I’ve encountered this issue for nearly 10 years, dating back to the FreeNAS days and it continues to be a problem. If for instance you set a 10GB quota on a dataset, configure snapshots and replication to a secondary system replication will fail once the dataset reaches its quota because there isn’t enough space on the receiving end to catch the latest increment. This happens when you maintain dataset properties in replication so the dataset quotas match. The current workaround is to manually increase the quota on the receiving system after which replication resumes. While this fix is simple it’s inconvenient especially when dealing with nested replications across multiple datasets, where just one hitting its quota can disrupt the entire replication process essentially rendering you without up to date backups until it’s addressed.
I’m not sure quite how or where in the stack this should be fixed but it’s clearly an issue and given that replication is such a key component to ZFS and TrueNAS it’s an obvious fix that’s needed.
This sounds like it would be expected behavior. If you have a quota set and it’s respecting the quota on the other side (because you’re maintaining properties) why is this wrong?

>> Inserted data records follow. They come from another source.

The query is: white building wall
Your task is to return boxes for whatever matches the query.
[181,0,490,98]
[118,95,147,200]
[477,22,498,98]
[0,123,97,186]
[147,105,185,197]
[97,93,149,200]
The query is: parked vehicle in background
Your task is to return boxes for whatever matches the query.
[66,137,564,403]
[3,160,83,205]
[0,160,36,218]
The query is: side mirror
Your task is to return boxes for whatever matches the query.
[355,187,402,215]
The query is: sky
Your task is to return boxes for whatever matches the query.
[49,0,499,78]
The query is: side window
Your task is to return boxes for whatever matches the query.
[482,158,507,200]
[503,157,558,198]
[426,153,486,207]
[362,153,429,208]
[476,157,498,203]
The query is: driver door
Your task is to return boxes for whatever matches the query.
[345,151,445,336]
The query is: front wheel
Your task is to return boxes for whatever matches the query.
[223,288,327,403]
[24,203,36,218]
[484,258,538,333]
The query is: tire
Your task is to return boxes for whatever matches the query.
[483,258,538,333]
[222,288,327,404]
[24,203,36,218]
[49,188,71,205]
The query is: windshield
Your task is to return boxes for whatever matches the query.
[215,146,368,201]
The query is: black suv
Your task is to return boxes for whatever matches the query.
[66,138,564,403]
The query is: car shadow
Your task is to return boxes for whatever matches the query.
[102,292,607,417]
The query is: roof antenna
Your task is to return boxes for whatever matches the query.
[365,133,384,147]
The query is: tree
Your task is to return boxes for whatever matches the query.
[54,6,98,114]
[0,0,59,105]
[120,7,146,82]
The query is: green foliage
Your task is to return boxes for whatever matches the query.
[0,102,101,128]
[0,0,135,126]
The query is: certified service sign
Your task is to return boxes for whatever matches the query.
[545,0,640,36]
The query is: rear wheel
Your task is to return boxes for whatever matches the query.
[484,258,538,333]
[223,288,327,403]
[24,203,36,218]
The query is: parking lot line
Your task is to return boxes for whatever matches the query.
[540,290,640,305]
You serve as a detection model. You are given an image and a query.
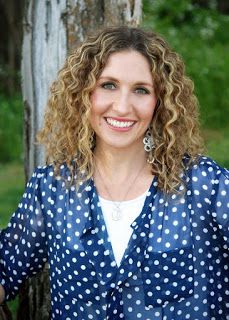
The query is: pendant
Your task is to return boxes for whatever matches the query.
[112,208,122,221]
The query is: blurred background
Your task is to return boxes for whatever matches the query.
[0,0,229,313]
[0,0,229,228]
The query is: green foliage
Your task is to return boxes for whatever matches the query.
[143,0,229,129]
[0,94,23,162]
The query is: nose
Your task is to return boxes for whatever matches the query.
[113,92,132,116]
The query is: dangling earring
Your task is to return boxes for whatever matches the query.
[143,128,155,163]
[89,131,95,150]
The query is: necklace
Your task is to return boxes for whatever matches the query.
[96,164,146,221]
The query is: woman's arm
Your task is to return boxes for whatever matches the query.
[0,168,47,301]
[0,284,5,304]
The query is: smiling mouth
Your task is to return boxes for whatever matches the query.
[105,118,135,128]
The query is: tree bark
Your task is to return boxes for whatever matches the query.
[17,0,142,320]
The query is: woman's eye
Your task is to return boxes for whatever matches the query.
[101,82,116,90]
[135,88,149,94]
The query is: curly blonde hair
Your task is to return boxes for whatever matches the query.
[38,26,203,192]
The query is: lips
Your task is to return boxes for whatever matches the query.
[105,118,135,128]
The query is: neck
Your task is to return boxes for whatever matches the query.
[94,142,147,179]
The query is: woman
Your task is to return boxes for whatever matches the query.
[0,27,229,320]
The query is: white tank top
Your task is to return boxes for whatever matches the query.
[99,190,148,266]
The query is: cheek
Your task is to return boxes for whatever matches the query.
[91,91,105,115]
[142,99,157,122]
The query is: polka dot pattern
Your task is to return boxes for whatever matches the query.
[0,157,229,320]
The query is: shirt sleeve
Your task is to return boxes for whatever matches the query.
[191,157,229,244]
[0,168,47,300]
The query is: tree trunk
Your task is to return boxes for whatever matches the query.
[17,0,142,320]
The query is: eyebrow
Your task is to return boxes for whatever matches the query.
[98,76,153,88]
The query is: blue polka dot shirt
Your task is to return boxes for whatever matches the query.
[0,157,229,320]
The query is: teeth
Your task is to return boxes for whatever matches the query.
[106,118,134,128]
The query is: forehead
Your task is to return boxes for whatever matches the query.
[101,50,152,79]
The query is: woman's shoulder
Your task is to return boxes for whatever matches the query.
[186,155,229,187]
[189,155,229,178]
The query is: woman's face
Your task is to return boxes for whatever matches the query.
[90,50,157,149]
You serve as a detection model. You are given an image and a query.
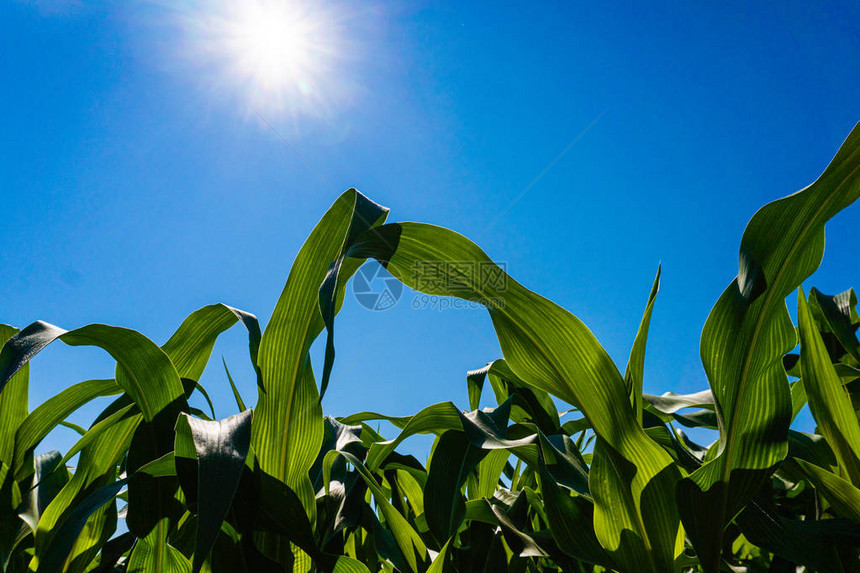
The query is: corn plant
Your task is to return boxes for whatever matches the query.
[0,122,860,573]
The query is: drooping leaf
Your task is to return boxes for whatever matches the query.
[0,324,30,467]
[0,321,182,420]
[176,410,253,573]
[349,223,680,571]
[624,265,662,424]
[797,290,860,486]
[14,379,122,480]
[678,122,860,572]
[251,189,386,548]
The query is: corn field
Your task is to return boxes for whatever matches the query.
[0,125,860,573]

Setting a quota to ensure a given user or group don’t exceed their storage allocation is a pretty standard and reasonable ask but what isn’t reasonable is that when that user or group hit their quota their entire backup breaks. I get what you’re saying from a technical point-of-view but from a more practical angle it’s broken. It doesn’t allow for the fact that replication applies the most recent increment before discarding old ones meaning you are always going to exceed your quota on the receiving end the day you hit quota and therefore break replication. Seems to me like a small percentage needs to be added to the receiving end by default like say 1-2% to largely prevent this from happening.

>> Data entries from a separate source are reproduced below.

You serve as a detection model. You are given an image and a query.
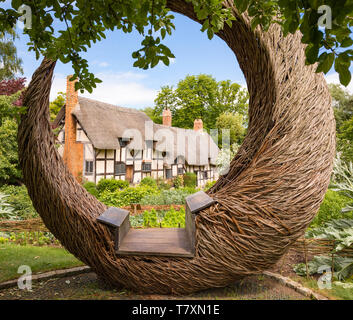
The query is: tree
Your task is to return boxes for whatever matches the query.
[141,107,162,124]
[154,74,248,129]
[0,78,26,185]
[329,84,353,132]
[0,78,26,125]
[216,112,246,147]
[0,29,23,81]
[0,0,353,92]
[49,92,66,121]
[0,119,22,185]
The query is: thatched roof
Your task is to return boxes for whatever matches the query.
[72,97,219,165]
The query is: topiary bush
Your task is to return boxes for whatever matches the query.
[83,182,99,198]
[310,190,353,228]
[183,172,197,188]
[0,185,39,220]
[157,177,172,190]
[162,208,185,228]
[97,179,129,193]
[173,176,184,189]
[204,181,217,191]
[98,185,158,207]
[140,188,196,205]
[140,177,157,188]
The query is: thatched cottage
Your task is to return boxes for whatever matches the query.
[53,77,219,186]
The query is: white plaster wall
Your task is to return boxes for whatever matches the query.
[107,160,114,173]
[96,161,104,174]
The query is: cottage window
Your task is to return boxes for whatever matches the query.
[85,161,93,176]
[165,169,173,179]
[119,138,130,148]
[142,162,152,172]
[115,162,126,176]
[203,171,208,179]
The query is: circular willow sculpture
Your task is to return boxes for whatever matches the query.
[18,0,335,294]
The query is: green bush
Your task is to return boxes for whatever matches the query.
[97,179,129,194]
[98,185,158,207]
[140,177,157,188]
[140,188,196,205]
[0,185,38,220]
[130,207,185,228]
[183,172,197,187]
[162,208,185,228]
[143,209,159,228]
[0,193,18,220]
[157,177,172,190]
[204,181,217,191]
[173,176,184,189]
[310,190,353,228]
[83,182,99,197]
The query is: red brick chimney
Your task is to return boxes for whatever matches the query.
[163,109,172,127]
[194,119,203,131]
[63,76,83,182]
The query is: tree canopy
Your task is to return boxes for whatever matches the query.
[0,29,23,81]
[0,78,25,185]
[329,83,353,132]
[0,0,353,92]
[153,74,249,129]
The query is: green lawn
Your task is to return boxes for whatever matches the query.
[293,277,353,300]
[0,244,83,282]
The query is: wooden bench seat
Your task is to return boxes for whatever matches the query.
[117,228,194,258]
[97,191,215,258]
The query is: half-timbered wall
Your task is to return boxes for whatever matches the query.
[74,125,218,187]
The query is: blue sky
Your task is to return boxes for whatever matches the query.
[8,0,353,108]
[16,14,246,108]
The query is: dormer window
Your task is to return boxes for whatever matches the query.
[142,162,152,172]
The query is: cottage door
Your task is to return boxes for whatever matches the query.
[126,165,134,183]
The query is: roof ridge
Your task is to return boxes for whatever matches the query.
[78,96,144,113]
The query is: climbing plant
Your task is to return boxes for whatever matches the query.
[0,0,353,92]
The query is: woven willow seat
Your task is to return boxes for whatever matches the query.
[18,0,335,294]
[97,191,214,258]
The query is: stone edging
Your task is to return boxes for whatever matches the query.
[263,271,329,300]
[0,266,329,300]
[0,266,91,290]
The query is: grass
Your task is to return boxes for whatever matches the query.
[293,277,353,300]
[0,244,83,282]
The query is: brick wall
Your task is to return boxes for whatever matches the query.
[63,76,84,182]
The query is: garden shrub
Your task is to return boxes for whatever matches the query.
[140,188,196,205]
[157,177,172,190]
[0,185,38,220]
[83,182,99,197]
[173,176,184,189]
[0,193,17,220]
[183,172,197,187]
[162,207,185,228]
[204,181,217,191]
[143,209,159,228]
[97,179,129,193]
[310,190,353,228]
[130,207,185,228]
[98,185,158,207]
[140,177,157,188]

Looks like the solution is to NOT set “full filesystem replication” but to manually define suitable properties (as in a larger quota, or even no quota at all) on the target system.
So I don’t actually use “full filesystem replication” but I do include dataset properties.
The problem I have is that I use the secondary system that I replicate to as the failover system so in the event of a disaster I need to be able to use that system as the primary so could really do with the all dataset properties including quotas.
Excluding properties would be equally a nightmare as every time I update someone’s quota on the primary I would have to hop onto the secondary and do the same. As you say having no quota would fix this but thats just not practical in the situation Im using it in.
Appreciate all your thoughts. I just wanted to make sure I wasn’t missing something blindingly obvious.
It may not apply, but I always considered a users quota to only apply to their “undeleted” live content. Ie their now content. They can’t control snapshots.
And the primary system has the quota.
Then IT backs it up.
That’s then IT’s quota/problem
Anyway, I guess the point is that the backup target shouldn’t have a quota, and I guess that if you’re sending properties then you need to not send the quota property.
I use the backup system as a failover target also so if all datasets on the backup didn’t have quotas and I failed over users could run riot with the storage. Seems to me that if replication is designed to always send the most recent increment and then prune after it would have some sort of failsafe builtin to prevent this exact issue otherwise quotas and replication is destined to fail one day which seems sort of cruel. I think it’s fair to assume most people would use defaults which replicating quota properties is so out of the box replication on TrueNAS will fail using the defaults when you hit quota. Again seems a bit cruel to set someone up to fail from the start using defaults.